Development and quality assurance of big data solutions

TekWissen has a proven track record in successful delivery of distributed scalable solutions and has accumulated a substantial amount of knowledge and expertise in this area.

Our engineers and QA experts are well aware of the challenges Big Data poses and are up to the task of building and testing your product the right way.
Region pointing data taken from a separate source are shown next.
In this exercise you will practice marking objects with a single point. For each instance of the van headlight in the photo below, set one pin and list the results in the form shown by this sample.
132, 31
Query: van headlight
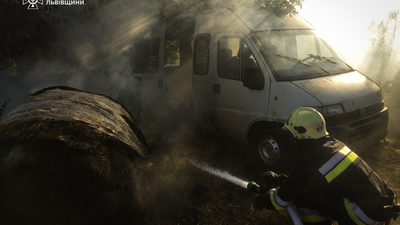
330, 110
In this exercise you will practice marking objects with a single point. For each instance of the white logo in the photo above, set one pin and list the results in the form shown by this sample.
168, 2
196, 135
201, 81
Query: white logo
32, 4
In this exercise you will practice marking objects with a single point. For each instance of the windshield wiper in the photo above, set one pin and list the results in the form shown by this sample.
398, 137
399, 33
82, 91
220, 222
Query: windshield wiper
322, 58
299, 61
341, 61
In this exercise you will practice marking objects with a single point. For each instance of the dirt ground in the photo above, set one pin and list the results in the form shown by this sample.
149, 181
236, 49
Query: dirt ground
179, 193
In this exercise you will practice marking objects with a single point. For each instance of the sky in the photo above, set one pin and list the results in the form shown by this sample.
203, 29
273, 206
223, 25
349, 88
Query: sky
344, 24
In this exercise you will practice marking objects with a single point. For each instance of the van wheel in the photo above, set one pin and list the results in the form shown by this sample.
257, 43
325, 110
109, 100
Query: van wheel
269, 149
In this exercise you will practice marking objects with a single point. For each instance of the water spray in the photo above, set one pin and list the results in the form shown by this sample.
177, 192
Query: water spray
251, 186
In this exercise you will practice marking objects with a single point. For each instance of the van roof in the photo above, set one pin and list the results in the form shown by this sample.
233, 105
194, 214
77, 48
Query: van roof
247, 19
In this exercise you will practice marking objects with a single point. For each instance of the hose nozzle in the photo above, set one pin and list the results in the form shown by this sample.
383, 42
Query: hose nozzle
253, 187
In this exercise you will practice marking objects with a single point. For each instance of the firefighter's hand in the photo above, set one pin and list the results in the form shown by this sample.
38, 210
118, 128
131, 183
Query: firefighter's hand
261, 201
270, 179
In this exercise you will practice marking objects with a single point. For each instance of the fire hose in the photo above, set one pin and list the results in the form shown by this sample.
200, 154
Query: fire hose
257, 189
Operations of big data solutions

TekWissen has successfully shipped projects that run both on in-house infrastructure, Amazon Elastic Cloud, Rackspace and/or other cloud storage providers. Our DevOps, Systems Engineering and Network Operations Control teams offer the following services:

  • • Infrastructure setup: system hardware requirements, network topology and host configurations are deduced to meet current and future needs of production systems
  • • Deployment automation: all necessary steps to roll out new releases are automated to ensure smooth and continuous delivery
  • • Backup and recovery: disaster recovery scenarios are defined and backup servers are prepared
  • • Operation readiness: failure notifications are set up and system monitoring is established

Big data platforms

The main Big Data management platforms that we embrace at TekWissen are:

NoSQL storages

NoSQL term describes a wide family of data storage products that employ less constrained consistency models than traditional relational databases. NoSQL solutions are used either alongside or instead of RDBMS to improve a systems data throughput, achieve linear scalability and effectively store unstructured data. The TekWissen team actively utilizes the following NoSQL storages: MongoDB, HBase, Cassandra, Riak, Redis, Infinispan as well as others.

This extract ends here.